Wednesday, April 27, 2005

I'm not sure if the latest Washington Post poll was written to generate talking points for the Democrats.... or if it was written by the Democrats...

For example, the question of the Democratic filibustering of Bush nominees is prefaced by "The Senate has confirmed 35 appeals court judges nominated by Bush, while Senate Democrats have blocked 10 others" - which is a Democratic talking point, one that every liberal talking head repeats over and over and over... "the Senate has confirmed a lot of Bush's picks and are only stalling on a relative handful... is that so bad?" Why preface the question at all? And, if you must do so, why use only the Democrat talking point?

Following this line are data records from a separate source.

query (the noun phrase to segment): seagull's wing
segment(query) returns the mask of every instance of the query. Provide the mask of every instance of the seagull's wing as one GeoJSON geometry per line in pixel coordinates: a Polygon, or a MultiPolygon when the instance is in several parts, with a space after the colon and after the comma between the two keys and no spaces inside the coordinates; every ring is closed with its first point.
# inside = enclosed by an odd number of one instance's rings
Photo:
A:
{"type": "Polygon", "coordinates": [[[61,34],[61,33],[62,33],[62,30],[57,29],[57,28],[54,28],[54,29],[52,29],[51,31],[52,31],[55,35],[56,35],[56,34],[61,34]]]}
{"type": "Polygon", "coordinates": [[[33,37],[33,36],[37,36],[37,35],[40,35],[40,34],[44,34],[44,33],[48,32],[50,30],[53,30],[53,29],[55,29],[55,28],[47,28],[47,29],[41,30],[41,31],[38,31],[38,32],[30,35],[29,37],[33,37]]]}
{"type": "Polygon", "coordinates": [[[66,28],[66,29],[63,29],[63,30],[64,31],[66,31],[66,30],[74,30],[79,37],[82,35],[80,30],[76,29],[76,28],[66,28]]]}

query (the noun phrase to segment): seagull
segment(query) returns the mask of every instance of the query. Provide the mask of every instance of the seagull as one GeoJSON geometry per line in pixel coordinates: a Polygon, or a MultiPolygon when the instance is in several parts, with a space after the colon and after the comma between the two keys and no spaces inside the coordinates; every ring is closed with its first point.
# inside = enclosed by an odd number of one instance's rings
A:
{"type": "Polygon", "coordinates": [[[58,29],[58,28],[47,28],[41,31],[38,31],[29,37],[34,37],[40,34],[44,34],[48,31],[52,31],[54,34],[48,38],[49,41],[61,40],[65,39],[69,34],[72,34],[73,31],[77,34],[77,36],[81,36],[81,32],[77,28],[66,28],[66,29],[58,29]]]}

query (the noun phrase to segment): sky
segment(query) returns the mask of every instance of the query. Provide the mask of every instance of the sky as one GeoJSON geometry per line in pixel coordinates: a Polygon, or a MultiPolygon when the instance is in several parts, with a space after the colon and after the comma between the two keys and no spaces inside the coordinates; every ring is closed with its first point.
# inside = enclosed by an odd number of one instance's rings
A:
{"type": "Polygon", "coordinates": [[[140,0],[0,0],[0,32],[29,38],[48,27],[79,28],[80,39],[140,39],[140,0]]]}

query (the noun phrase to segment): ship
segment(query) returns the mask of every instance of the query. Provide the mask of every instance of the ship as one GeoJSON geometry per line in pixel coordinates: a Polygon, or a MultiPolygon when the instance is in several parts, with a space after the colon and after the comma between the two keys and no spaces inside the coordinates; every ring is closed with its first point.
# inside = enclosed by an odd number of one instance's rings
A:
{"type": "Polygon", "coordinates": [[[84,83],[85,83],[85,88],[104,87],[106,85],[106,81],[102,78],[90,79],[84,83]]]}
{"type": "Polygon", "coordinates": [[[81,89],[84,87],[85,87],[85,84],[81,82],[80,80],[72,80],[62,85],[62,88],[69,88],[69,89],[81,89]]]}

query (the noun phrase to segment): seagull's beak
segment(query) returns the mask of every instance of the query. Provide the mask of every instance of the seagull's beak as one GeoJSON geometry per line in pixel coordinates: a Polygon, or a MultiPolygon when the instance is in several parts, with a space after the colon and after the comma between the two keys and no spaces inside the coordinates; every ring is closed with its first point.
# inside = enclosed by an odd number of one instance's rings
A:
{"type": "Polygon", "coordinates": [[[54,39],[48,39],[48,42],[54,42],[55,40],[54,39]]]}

Other questions merely hint at the answers sought by the survey's designers. The question that asks (italics mine): Would you support or oppose changing Senate rules to make it easier for the Republicans to confirm Bush's judicial nominees?" could have just as easily been asked as "Would you support or oppose changing Senate rules to make it harder in the future for a minority of Senators to deny judicial nominees an up or down vote on their nomination?" Both questions accurately depict the debate, but I would wager the results would be different... vastly different.

While there are questions that suggest the GOP is too controlled by religious nuts - sure, the survey only asks, but why ask if there's fire where there's no smoke? - no question asks whether the Democrats are too beholden to trial lawyers, unions, government workers and abortion-on-demand activists (there is one question gauging how influencial liberals are within the Democratic party, but that is about it).

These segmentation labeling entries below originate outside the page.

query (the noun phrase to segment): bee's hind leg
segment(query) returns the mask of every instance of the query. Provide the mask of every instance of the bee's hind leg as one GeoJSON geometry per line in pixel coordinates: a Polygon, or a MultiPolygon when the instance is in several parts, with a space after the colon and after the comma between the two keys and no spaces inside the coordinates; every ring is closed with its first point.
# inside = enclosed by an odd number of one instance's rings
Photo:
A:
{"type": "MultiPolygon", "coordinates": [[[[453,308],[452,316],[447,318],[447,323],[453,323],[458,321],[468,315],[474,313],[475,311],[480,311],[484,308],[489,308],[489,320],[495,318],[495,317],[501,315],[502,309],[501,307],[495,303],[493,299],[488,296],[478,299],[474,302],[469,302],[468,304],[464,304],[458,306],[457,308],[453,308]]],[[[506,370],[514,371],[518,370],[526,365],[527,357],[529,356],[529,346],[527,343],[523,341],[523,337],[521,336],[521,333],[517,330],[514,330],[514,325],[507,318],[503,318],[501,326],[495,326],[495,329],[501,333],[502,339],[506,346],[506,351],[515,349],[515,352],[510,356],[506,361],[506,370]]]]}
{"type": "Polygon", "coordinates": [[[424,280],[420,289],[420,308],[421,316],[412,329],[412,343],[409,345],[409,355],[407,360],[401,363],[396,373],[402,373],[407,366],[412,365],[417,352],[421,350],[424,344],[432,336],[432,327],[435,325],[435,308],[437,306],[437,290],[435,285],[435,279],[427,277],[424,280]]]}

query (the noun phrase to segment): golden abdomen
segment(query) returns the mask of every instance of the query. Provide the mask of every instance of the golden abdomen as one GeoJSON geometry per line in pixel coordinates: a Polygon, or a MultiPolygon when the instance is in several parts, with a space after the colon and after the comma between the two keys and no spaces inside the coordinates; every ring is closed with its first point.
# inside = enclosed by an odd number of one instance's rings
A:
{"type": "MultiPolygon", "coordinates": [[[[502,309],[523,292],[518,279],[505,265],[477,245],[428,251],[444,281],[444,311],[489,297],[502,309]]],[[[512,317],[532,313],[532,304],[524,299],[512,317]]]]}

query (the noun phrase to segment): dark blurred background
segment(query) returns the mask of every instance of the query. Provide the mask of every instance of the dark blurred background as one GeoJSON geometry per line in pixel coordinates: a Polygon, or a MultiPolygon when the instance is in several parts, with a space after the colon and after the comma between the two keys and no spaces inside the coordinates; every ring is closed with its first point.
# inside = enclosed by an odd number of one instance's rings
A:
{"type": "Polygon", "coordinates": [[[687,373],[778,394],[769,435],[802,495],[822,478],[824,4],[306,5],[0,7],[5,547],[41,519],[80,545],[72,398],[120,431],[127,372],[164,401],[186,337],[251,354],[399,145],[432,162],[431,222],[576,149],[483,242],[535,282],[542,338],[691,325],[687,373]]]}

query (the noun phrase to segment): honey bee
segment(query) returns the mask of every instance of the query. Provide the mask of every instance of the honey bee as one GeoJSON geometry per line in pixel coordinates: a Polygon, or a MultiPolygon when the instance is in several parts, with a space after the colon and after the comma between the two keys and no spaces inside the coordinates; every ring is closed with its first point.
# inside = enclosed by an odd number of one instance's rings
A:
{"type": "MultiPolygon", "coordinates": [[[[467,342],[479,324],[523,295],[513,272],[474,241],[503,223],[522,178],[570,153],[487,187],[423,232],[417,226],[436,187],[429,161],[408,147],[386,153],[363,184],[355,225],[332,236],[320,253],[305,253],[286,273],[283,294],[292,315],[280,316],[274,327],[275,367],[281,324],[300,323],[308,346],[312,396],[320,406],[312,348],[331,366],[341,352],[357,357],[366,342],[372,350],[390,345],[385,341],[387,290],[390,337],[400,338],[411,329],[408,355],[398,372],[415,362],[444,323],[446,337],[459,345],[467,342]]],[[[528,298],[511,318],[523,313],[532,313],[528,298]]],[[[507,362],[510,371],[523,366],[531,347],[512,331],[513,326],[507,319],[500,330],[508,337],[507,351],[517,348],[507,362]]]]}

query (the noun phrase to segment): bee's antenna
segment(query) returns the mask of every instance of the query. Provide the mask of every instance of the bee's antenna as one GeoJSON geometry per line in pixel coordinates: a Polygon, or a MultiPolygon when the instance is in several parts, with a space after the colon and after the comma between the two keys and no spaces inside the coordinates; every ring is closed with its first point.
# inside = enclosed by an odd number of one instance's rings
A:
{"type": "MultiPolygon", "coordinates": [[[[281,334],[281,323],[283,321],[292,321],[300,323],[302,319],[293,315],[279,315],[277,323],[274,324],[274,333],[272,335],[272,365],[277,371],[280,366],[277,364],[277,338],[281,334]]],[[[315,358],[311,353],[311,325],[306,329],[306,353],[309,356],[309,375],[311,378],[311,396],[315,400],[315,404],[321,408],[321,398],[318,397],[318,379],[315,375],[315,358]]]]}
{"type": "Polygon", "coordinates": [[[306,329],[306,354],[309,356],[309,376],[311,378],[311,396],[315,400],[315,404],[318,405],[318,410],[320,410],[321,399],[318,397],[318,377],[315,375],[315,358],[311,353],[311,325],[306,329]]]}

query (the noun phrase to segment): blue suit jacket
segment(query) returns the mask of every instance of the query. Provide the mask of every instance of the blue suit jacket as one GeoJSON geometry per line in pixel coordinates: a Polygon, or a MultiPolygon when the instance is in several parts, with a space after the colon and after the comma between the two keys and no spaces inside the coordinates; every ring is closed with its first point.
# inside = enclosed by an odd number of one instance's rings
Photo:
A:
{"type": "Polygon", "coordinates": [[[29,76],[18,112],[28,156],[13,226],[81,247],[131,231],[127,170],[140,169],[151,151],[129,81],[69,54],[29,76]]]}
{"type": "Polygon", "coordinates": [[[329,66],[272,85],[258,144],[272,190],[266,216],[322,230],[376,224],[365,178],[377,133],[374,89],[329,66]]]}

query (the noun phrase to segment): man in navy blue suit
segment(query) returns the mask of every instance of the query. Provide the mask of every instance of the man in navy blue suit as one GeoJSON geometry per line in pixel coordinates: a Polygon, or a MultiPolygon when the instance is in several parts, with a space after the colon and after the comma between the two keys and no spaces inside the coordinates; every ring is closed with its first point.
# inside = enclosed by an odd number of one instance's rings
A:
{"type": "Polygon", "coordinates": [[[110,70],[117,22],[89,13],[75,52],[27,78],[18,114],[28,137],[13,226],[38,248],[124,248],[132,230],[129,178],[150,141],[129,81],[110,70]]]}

The survey thoughtfully listed President Bush as one option for assessing blame over high energy prices, but doesn't think it necessary to list Democratic stonewalling of expanded oil exploration and drilling as such a possibility.

The poll asks whether the Democrats or the Republicans are thought of as more tolerant and sympathetic (beholden, in Post-ease) to religion, but not which party is seen as too coddling of Hollywood and criminals.

And there are questions about Tom DeLay, but not about any of the Democrats who are just as guilty of abusing the trust of the voters by enriching themselves by taking gifts (which golf at St. Andrews most definitely is) from those seeking legislative favors.

UPDATE: Daly thoughts has more problems with the poll, primarily in the composition of the audience - he claims that the sample was improperly weighted with Democrats. I wonder if the audience party identification is influenced by the order of the questions. I'd guess that poll protocol dictates that demographics are asked at the end, but after a number of questions that beat on the GOP/conservative positions, I would venture that some respondents would be less likely to identify themselves as Republican. In any event, add a bunch of extra Democrats to questions that are taken right out of the mouth of any Democratic talking head and you can be sure to end up with poll results that yield what this one did.